The Pros and Cons of Double Health Coverage

Dual health coverage can provide valuable financial protection and flexibility, but also has administrative hurdles to consider.


  • Broader coverage: With two plans, you increase the odds of having medications, services, and providers covered. If one plan lacks certain benefits, the other may fill gaps.
  • Lower out-of-pocket costs: Combining primary and secondary payer contributions can significantly cut your deductibles, copays, and coinsurance.
  • Wider provider choice: Having an out-of-network provider on one plan may be in-network on the other, expanding access.


  • Higher premiums: You’ll likely need to pay premiums for both plans, increasing overall costs. Weigh added premiums vs. potential savings.
  • Administrative complexity: Managing dual health coverage involves paperwork, communication between insurers, and coordinating claims.
  • Over-insurance: There’s a risk of paying for more coverage than actually needed if both plans are robust on their own.
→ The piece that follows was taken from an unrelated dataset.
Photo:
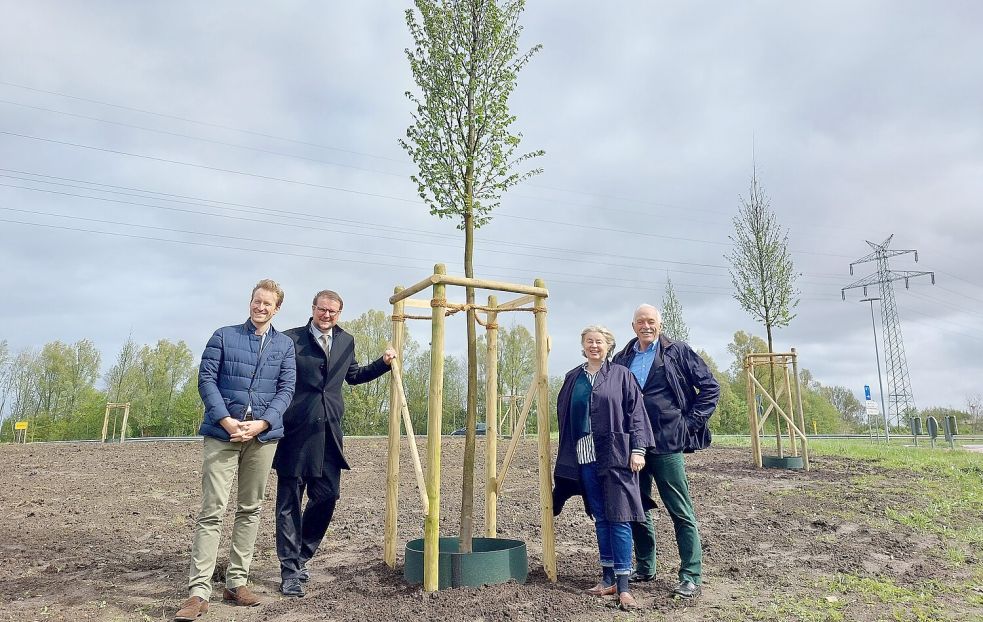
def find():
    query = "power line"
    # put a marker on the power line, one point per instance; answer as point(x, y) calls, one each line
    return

Tips for Navigating Two Health Plans

If exploring dual coverage, keep the following guidance in mind:

  • Compare plan details carefully: Read documents thoroughly, noting provider networks, prescription formularies, exclusions, out-of-pocket limits.
  • Understand coordination of benefits: Know which insurer is primary vs secondary, and the process for submitting and reconciling claims.
  • Inform providers: Let your doctors, hospitals, and pharmacies know you have two plans and provide card information for both.
  • Meet enrollment and eligibility requirements: Enroll at appropriate times, meet all criteria to qualify, and provide necessary documentation.
  • Consider Marketplace subsidies: Those with dual coverage may still qualify for premium tax credits and cost sharing reductions when enrolling in Marketplace plans.

Changes Coming for 2024 Coverage

The 2024 plan year brings new developments impacting those with dual health insurance:

  • Lower Marketplace premiums: Thanks to the Inflation Reduction Act, federal tax credits will keep Marketplace plan costs low through 2025. Shop for deals.
  • Medicare changes: 2024 brings updates to Medicare like added telehealth benefits that dual enrollees can take advantage of.
  • Medicaid redetermination: States are beginning to process Medicaid renewals after pausing reviews during COVID. Those who lose Medicaid may qualify for special enrollment periods for other coverage.


Dual health insurance coverage can make financial sense for those who qualify and take the time to understand how the two plans work together. As healthcare costs rise, exploring all options for lowering out-of-pocket expenses is wise. Heading into 2024, new developments create opportunities to reevaluate coverage needs and enroll in optimal plans.